The MOUA launched an exhibition called Ocean Sentinels above water at Museum of Tropical Queensland in 2022. This includes eight sculptures of scientists, conservationists, and Indigenous people. In May 2023, the Ocean Sentinels were installed as a snorkel trail at John Brewer Reef. Plans for installation at Magnetic Island were scrapped after protests from local concerned with the placement in a marine park green zone.

== Sculptures ==

The MOUA has installed three underwater sculptures:

1. The Ocean Siren on the Strand Townsville created by Jason deCaires Taylor and installed in December 2019 is made from stainless steel, fiberglass and is a 4m high illuminated sculpture. The Ocean Siren was modelled on Takoda Johnson, a young indigenous girl from the Wulgurukaba tribe. It reacts to live water temperature data from the Australian Institute of Marine Science Davies Reef weather station on the Great Barrier Reef and changes color in response to live variations in water temperature.
2. The Coral Greenhouse at John Brewer Reef created by Jason deCaires Taylor and installed in December 2019 is made from stainless steel and concrete and at 12 × 9 × 9.3 m and 165 t is the world's largest underwater art structure.
3. The Ocean Sentinels is a series of eight sculptures also by Jason deCaires Taylor.

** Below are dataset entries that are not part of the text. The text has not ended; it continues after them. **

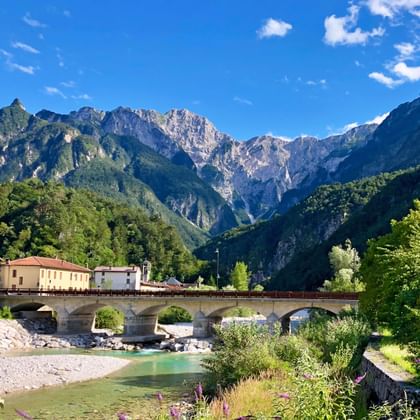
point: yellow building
(43, 274)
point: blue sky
(286, 67)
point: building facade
(118, 278)
(43, 274)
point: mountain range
(205, 182)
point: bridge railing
(184, 293)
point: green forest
(48, 219)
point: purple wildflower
(359, 378)
(226, 409)
(23, 414)
(199, 391)
(174, 413)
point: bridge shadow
(165, 380)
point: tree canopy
(345, 263)
(240, 276)
(87, 229)
(391, 271)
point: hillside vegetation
(87, 229)
(293, 248)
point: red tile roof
(49, 263)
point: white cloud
(25, 47)
(385, 80)
(69, 84)
(378, 119)
(350, 126)
(33, 22)
(53, 91)
(15, 66)
(23, 69)
(59, 57)
(410, 73)
(273, 27)
(83, 96)
(321, 82)
(389, 8)
(242, 101)
(406, 50)
(342, 30)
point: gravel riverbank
(32, 372)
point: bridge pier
(285, 325)
(203, 326)
(139, 325)
(75, 323)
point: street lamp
(217, 267)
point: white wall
(118, 280)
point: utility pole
(217, 268)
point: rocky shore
(17, 335)
(33, 372)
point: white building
(117, 278)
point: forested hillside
(85, 228)
(293, 248)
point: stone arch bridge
(75, 310)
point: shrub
(110, 318)
(6, 313)
(241, 351)
(350, 330)
(174, 314)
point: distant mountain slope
(253, 176)
(293, 248)
(394, 145)
(87, 229)
(53, 149)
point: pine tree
(239, 276)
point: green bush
(290, 348)
(110, 318)
(6, 313)
(241, 351)
(174, 314)
(350, 330)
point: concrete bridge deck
(75, 310)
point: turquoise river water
(131, 390)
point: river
(131, 390)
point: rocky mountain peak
(17, 103)
(89, 114)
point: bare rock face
(254, 173)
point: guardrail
(182, 293)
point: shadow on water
(132, 389)
(157, 382)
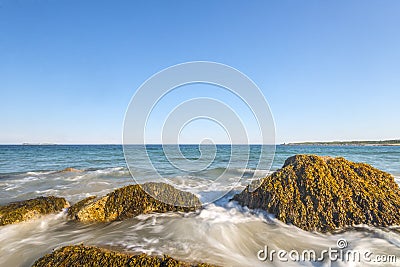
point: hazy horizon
(329, 70)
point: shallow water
(222, 233)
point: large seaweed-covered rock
(323, 193)
(80, 255)
(30, 209)
(132, 200)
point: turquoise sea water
(222, 233)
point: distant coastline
(348, 143)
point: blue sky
(68, 69)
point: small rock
(132, 200)
(323, 194)
(31, 209)
(80, 255)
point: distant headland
(348, 143)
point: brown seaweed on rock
(80, 255)
(132, 200)
(323, 194)
(30, 209)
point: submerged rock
(30, 209)
(323, 193)
(80, 255)
(132, 200)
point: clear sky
(330, 70)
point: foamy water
(222, 233)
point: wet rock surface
(323, 194)
(133, 200)
(80, 255)
(31, 209)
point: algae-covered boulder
(30, 209)
(80, 255)
(132, 200)
(323, 193)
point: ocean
(222, 233)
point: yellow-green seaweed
(85, 256)
(30, 209)
(132, 200)
(323, 194)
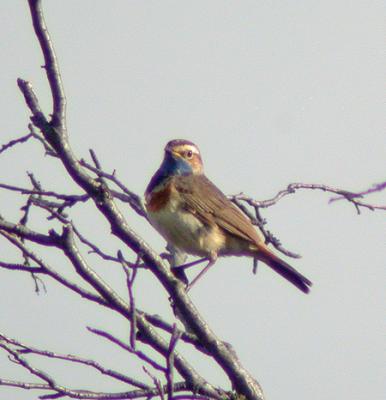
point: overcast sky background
(272, 92)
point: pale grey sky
(272, 92)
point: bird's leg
(212, 260)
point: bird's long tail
(285, 270)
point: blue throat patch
(170, 167)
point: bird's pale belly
(185, 231)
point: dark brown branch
(26, 349)
(13, 142)
(51, 65)
(140, 354)
(293, 187)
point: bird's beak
(172, 153)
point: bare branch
(293, 187)
(141, 355)
(26, 349)
(13, 142)
(51, 65)
(170, 362)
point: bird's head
(183, 157)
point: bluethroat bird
(194, 216)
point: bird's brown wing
(203, 198)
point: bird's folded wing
(202, 198)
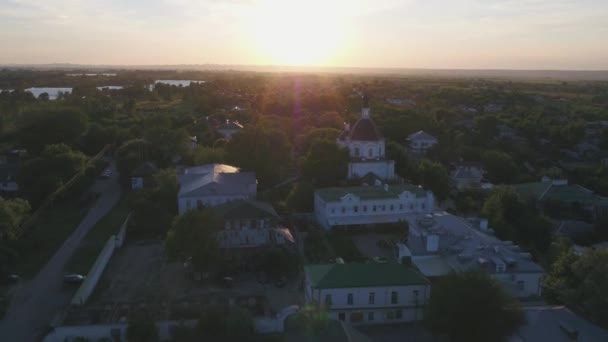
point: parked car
(73, 278)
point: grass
(84, 256)
(49, 232)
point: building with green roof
(362, 205)
(368, 293)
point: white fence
(88, 286)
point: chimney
(483, 224)
(432, 243)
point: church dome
(365, 130)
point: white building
(366, 147)
(370, 204)
(249, 224)
(371, 293)
(420, 142)
(213, 184)
(229, 128)
(442, 243)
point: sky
(439, 34)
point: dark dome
(365, 130)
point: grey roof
(369, 192)
(463, 247)
(213, 180)
(421, 135)
(551, 324)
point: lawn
(84, 256)
(48, 233)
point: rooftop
(463, 245)
(369, 192)
(371, 274)
(214, 179)
(420, 135)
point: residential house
(366, 147)
(369, 293)
(557, 324)
(213, 184)
(570, 196)
(228, 128)
(442, 243)
(141, 175)
(420, 142)
(249, 223)
(362, 205)
(468, 176)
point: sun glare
(288, 33)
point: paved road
(37, 302)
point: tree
(580, 282)
(265, 151)
(142, 328)
(153, 208)
(470, 306)
(129, 156)
(193, 234)
(500, 167)
(50, 125)
(12, 213)
(59, 162)
(434, 177)
(325, 164)
(514, 220)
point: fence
(88, 286)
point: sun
(296, 33)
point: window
(327, 299)
(399, 314)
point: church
(366, 147)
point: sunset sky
(509, 34)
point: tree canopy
(471, 307)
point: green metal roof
(335, 276)
(369, 192)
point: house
(370, 293)
(442, 243)
(213, 184)
(228, 128)
(570, 196)
(141, 175)
(366, 147)
(249, 223)
(557, 324)
(361, 205)
(468, 176)
(420, 142)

They are modelled on marine scientists and conservationists and are a synthesis of human figures and natural marine forms.

The sculptures are expected to be colonized by marine life. The Coral Greenhouse installation is suitable for Open Water Divers and above.

== Recognition ==

In 2022, The Coral Greenhouse was one of the top 20 tourism destinations in Australia.

In 2022, The Coral Greenhouse was awarded silver in The Australian Street Art Awards.